Two housekeeping staff members at a health centre in Benidorm were found guilty of a hate crime by the Alicante Provincial Court for making fun of a coworker with achondroplasia. The decision says that for almost two years, the victim was made fun of and humiliated practically every day, with the staff calling her “the dwarf.”
The decision, which is not final and can be appealed to the High Court of Justice (TSJ), gives each of the two offenders a six-month prison sentence and tells them to pay the victim €6,000 in moral damages. The verdict also included a restraining order that bans the defendants from getting close to the victim for three years and six months. A third cleaning worker was also tried and found not guilty since there was no proof that she was involved in the incidents. She was there when the pranks were supposed to have happened, just like other staff at the centre, but it wasn’t clear how she was involved.
The defendants said that these were just jokes between coworkers. The court says that even if these events might seem like “tasteless jokes” between coworkers when looked at in isolation, “that impression cannot be sustained due to the anonymous nature of some of the incidents and their repeated occurrence over time.” The court says that “anyone who is a victim of this situation feels like they are being watched, harassed, and persecuted, with the fear that comes with it, and that cruel references to their disability come up all the time, even when they are mixed in with other work-related matters.”
Where the fight started
The fight started over work-related problems with cleaning a container, but this was just the beginning of a series of humiliating acts against her because she has a disability that they make fun of with degrading words and actions, both individually and as a group, feeding off each other.
The first incidence happened on December 17th, 2020. One of the defendants called the victim from a blocked number and said they were from the Dwarf Circus and wanted to hire him as a trapeze artist. A few days later, he got another call, this time from someone using a hoax phone app who said they were from an insurance firm and told him his car had been speeding. The court says that even though this call didn’t reference the victim’s condition, its anonymity, along with the other events, establishes a pattern of harassment.
The third call was from a friend of the accused who had seen her at the grocery store when she was at work. He informed her, “I just took your picture and I’m going to send it to your manager.” He also said that both she and her husband were “hybrids” and made jokes when the connection failed, stating, “I can hear you like you do, it’s choppy.” The court says that even if a third person made these words, they “denote the humiliating atmosphere the accused created.” In this regard, they stress that the victim saw what started out as a fortuitous meeting as an act of surveillance by an unknown person. The victim said in court that she felt threatened, harassed, and terrified.
After the phone conversations, the defendants called the victim “the dwarf” and made fun of her disabilities at work in other occurrences. These humiliations caused the victim to have mental health problems, including an anxiety-depressive illness.

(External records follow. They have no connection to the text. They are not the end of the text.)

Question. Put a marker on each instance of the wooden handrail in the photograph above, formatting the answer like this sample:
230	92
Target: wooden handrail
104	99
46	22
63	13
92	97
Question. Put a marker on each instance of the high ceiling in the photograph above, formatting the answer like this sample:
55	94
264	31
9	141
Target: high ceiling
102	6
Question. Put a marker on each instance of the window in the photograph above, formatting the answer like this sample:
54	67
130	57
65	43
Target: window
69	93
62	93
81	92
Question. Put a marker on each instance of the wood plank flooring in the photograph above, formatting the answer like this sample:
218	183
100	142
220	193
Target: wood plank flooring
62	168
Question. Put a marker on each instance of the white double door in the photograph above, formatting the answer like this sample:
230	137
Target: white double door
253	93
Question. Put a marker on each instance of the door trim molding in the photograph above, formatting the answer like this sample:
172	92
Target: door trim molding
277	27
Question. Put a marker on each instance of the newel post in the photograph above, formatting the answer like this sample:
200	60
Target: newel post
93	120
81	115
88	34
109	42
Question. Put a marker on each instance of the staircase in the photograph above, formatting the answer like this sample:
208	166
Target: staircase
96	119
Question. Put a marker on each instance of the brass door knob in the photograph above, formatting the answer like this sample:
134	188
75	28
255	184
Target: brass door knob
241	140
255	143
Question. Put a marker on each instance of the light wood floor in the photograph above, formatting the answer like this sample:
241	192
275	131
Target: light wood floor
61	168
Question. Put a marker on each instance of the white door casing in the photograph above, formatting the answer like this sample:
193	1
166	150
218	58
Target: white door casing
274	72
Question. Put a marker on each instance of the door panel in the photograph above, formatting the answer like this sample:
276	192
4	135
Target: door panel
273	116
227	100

The ruling contains a declaration from the victim herself during the trial, in which she said that she was always being made fun of: “I was a circus to them.” The court says that even though the defendants tried to downplay their acts or make excuses, these words show that they are guilty and meant to do what they did. The sentence makes it clear that the words used are hurtful, no matter how often they are used in specific situations, even as a joke and without any negative intent; objectively, they imply contempt.
The Court says about the hate crime that “criminal law cannot require people to treat each other with exquisite courtesy, nor can it ignore that social and cultural reality is very diverse and varied according to socio-educational environments, but there are minimum standards of respect for human dignity and consideration for all people, it being obvious that a physical disability usually implies difficulties for those who suffer from it that cannot also be the object of mockery, humiliation and discrimination.”